Allicin degrades quickly, so use the garlic immediately after the “sitting” period for maximum benefit.

I measured and chopped up my garlic and set my timer for 10 minutes.  Measure out the right amount of garlic for your dog’s body weight and mix it into her food.

How To Know When It’s a Garlic Emergency?

Unfortunately, there are documented cases of dogs experiencing garlic poisoning, and even dying from the resulting oxidative damage.

If your dog has eaten a lot of garlic, it’s a good idea to contact your veterinarian and look out for signs of anemia. Symptoms of anemia can appear within hours, or take hold over a week.

Symptoms of anemia in dogs include:

  • Lethargy and weakness
  • Loss of appetite
  • Rapid and shallow breathing
  • Dark urine
  • Bloody stool, urine, or vomit

Any of these symptoms demonstrate an emergency.
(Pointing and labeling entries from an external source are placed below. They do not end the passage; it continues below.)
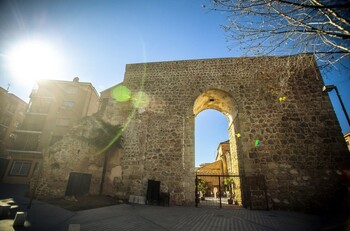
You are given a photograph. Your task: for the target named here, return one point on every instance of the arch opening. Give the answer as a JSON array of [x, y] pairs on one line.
[[227, 158]]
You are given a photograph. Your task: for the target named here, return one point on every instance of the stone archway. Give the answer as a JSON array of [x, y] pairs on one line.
[[223, 102], [275, 101]]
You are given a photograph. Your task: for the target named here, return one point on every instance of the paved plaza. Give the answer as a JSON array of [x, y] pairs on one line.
[[132, 217]]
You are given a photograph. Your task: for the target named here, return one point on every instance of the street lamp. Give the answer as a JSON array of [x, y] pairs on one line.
[[329, 88]]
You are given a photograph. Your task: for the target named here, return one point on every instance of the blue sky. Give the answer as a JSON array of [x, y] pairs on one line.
[[96, 39]]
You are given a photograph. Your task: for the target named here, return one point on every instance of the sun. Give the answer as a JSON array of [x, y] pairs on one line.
[[33, 60]]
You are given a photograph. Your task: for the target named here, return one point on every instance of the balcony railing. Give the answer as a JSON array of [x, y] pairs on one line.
[[25, 142]]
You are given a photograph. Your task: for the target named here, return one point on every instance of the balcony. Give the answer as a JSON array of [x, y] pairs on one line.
[[35, 94], [26, 142]]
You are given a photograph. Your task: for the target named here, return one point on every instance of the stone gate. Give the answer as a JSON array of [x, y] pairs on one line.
[[277, 101]]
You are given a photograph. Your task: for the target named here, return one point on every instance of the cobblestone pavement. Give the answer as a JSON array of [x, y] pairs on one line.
[[141, 217], [129, 217]]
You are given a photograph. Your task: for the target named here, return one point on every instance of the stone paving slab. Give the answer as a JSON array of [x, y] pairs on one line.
[[143, 217]]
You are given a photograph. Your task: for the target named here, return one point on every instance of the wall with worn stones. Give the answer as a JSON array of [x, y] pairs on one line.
[[76, 153], [277, 100]]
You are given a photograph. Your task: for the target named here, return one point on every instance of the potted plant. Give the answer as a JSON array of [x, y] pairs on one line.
[[202, 187], [230, 184]]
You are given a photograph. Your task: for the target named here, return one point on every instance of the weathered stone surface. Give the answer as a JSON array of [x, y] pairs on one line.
[[276, 100]]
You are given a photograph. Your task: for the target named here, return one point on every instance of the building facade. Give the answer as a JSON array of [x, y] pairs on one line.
[[54, 107], [286, 145]]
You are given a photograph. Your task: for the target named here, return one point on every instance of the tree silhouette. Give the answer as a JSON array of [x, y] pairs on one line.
[[275, 27]]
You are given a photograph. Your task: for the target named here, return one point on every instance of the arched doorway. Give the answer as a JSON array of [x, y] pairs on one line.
[[226, 176]]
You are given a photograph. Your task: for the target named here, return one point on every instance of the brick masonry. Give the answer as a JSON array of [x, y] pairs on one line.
[[276, 100]]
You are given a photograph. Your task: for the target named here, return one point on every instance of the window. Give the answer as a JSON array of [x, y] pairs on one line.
[[54, 139], [20, 168], [68, 104], [62, 122], [71, 90]]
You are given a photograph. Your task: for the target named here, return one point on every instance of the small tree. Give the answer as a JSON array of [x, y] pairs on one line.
[[202, 186]]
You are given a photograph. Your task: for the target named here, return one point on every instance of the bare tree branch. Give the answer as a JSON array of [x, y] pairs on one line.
[[270, 27]]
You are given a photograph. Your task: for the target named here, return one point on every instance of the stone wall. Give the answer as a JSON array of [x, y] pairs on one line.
[[278, 101], [288, 132], [76, 153]]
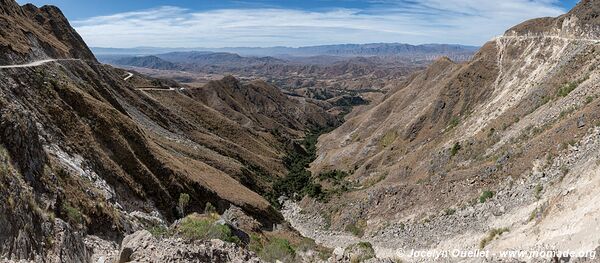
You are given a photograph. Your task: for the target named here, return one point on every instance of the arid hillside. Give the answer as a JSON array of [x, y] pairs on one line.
[[90, 153], [507, 140]]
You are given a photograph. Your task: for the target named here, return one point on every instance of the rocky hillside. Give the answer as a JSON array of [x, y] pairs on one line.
[[498, 152], [90, 153], [29, 33]]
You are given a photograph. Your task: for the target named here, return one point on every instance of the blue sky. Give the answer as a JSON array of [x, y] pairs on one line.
[[226, 23]]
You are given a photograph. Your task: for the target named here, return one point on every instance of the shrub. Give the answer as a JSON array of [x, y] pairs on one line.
[[485, 195], [256, 243], [335, 176], [449, 211], [567, 88], [184, 200], [209, 208], [455, 148], [358, 228], [589, 99], [196, 228], [158, 231], [453, 122], [298, 181], [73, 214], [278, 249], [388, 138], [537, 191], [492, 234], [360, 252]]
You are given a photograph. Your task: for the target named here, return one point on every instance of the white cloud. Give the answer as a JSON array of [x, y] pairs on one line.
[[426, 21]]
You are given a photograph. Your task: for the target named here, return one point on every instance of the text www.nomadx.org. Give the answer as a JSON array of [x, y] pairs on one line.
[[458, 253]]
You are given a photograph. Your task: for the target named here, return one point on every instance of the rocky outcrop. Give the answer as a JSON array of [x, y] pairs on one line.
[[29, 33], [143, 247]]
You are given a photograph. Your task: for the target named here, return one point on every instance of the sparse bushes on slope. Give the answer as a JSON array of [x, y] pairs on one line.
[[360, 252], [357, 228], [485, 195], [278, 249], [299, 181], [201, 228], [455, 148], [492, 234], [184, 200]]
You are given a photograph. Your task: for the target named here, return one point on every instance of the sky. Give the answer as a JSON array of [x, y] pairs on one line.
[[265, 23]]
If you suspect your dog has eaten a large amount of garlic, contact your vet before these symptoms appear if possible.

Most cases of garlic poisoning in dogs are not fatal, but it’s still important to get your dog treated as quickly as possible to prevent long-term damage.
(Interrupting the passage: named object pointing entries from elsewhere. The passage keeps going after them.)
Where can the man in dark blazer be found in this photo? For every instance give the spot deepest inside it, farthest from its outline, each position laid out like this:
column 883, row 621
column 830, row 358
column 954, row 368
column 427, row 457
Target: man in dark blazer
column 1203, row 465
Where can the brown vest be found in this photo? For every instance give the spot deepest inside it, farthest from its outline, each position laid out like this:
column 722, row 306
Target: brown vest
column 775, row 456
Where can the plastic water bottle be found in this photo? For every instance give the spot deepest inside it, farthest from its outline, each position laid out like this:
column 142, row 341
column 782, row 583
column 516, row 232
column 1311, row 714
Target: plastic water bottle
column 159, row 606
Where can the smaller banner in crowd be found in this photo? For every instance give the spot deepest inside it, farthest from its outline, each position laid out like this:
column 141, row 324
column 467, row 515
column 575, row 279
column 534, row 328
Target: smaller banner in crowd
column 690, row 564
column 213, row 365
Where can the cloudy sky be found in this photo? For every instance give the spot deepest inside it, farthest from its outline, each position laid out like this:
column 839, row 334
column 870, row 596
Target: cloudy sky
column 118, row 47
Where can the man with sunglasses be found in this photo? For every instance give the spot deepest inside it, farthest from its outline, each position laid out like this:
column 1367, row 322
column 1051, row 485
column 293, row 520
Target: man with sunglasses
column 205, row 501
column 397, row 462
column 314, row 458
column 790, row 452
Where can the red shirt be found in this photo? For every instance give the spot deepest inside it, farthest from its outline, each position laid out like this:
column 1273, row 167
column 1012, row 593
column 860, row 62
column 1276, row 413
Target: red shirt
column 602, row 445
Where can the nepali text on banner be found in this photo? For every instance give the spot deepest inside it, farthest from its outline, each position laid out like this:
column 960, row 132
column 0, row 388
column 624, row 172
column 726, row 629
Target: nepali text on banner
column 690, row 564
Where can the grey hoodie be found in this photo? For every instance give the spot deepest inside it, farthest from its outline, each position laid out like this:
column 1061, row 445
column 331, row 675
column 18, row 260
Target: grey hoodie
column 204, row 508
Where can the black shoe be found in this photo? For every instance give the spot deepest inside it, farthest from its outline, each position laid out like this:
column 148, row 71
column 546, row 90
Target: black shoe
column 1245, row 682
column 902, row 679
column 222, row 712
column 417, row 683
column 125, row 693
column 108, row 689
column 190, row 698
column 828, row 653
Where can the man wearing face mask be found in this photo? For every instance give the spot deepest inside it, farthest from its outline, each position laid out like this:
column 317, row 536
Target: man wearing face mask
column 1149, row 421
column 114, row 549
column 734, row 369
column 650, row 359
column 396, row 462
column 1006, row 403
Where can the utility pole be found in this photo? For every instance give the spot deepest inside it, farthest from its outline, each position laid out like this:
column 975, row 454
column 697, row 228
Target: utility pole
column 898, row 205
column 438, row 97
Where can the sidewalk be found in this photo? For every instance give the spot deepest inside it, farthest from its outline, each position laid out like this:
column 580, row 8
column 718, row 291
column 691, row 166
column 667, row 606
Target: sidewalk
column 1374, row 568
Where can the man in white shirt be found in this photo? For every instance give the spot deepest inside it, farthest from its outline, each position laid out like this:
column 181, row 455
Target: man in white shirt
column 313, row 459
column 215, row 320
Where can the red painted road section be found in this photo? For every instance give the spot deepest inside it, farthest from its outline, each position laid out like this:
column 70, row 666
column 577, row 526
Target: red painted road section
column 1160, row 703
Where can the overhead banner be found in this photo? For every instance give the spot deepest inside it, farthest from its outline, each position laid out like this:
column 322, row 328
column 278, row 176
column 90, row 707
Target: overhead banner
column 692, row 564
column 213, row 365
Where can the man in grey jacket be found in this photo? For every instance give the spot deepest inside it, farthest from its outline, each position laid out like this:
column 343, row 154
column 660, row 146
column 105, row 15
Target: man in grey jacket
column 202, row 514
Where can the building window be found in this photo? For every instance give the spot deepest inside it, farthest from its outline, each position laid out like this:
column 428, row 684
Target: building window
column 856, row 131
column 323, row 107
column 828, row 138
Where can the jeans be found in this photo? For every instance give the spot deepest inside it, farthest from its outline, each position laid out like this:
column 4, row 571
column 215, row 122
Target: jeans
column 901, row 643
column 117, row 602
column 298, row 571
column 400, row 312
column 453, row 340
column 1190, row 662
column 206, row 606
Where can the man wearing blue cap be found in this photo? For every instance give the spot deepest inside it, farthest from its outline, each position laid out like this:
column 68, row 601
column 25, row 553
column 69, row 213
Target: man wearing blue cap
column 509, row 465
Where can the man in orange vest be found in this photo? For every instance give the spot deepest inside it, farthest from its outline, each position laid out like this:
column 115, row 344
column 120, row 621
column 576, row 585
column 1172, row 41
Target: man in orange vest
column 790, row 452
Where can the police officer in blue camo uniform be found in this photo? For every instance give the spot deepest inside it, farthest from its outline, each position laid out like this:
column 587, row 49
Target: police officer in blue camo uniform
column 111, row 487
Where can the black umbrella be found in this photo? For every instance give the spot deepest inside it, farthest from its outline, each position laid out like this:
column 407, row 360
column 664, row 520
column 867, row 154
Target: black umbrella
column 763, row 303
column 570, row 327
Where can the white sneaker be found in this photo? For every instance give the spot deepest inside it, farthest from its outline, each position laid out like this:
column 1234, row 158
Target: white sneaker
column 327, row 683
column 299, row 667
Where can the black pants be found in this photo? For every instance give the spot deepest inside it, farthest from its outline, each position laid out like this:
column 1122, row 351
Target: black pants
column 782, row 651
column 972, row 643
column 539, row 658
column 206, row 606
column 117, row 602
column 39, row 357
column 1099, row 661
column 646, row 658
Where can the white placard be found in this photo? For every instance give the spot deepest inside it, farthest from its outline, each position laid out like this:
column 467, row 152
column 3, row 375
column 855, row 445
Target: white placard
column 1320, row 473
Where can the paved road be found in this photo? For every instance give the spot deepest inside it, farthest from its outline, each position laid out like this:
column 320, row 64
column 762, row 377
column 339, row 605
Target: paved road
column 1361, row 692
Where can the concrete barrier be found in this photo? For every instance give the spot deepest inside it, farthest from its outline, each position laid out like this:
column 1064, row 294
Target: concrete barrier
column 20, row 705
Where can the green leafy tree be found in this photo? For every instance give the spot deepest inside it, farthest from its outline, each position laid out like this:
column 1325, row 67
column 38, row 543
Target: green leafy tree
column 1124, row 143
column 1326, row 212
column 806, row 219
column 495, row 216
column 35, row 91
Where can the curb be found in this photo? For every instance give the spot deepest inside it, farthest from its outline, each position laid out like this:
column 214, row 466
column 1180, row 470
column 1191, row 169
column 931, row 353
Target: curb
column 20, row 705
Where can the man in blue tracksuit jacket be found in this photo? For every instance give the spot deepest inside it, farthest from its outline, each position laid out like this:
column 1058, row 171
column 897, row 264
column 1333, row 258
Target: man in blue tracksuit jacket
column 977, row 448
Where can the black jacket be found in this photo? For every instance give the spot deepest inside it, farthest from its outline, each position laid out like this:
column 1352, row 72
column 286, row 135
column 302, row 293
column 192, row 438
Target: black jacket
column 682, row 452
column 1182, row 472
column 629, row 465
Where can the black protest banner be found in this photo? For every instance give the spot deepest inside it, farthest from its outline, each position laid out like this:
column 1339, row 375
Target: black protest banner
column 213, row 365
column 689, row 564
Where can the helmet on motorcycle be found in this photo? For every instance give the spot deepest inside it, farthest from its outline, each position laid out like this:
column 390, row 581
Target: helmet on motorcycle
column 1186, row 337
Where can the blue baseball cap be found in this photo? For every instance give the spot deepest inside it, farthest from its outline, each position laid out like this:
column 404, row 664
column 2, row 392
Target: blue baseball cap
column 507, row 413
What Should You Do If Your Dog Eats Garlic?

Having a plan for exactly what you should do if your dog eats garlic will allow you to react swiftly and take the necessary action needed to help your pet. In some cases, this could potentially save a dog’s life. Here is a step-by-step guide for what dog owners should do if their dog eats garlic.

Put The Garlic Out of Your Dog’s Reach

The first thing that you should do is remove the garlic from your dog’s reach to prevent them from eating any more of it. This could also potentially save your dog from eating enough garlic to have a toxic reaction to it. This includes any form of garlic and any food that has garlic in it.

Don’t Panic

Even though your first instinct may be to go into panic mode after your dog eats garlic, taking a deep breath and trying to remain calm is the best first step that you can take.

Take a deep breath, collect your thoughts, and properly assess the situation. Even though it may seem that you are wasting precious seconds, doing this actually saves the time that you need and allows you to respond effectively.

Have An Idea About How Much Your Dog Weighs

In these situations, it is important to have at least a general idea about how much your dog weighs. This is because the toxicity of garlic changes depending on how heavy a dog is.

This means that garlic is much more toxic to a 6-pound dog than it is to a 100-pound dog. However, you should still follow these steps no matter how much your dog weighs.

Assess The Situation

The next thing that you should do is assess the situation. Take note of what type of garlic your dog has eaten and approximately how much. Knowing these things along with your dog’s weight will be useful to the vet.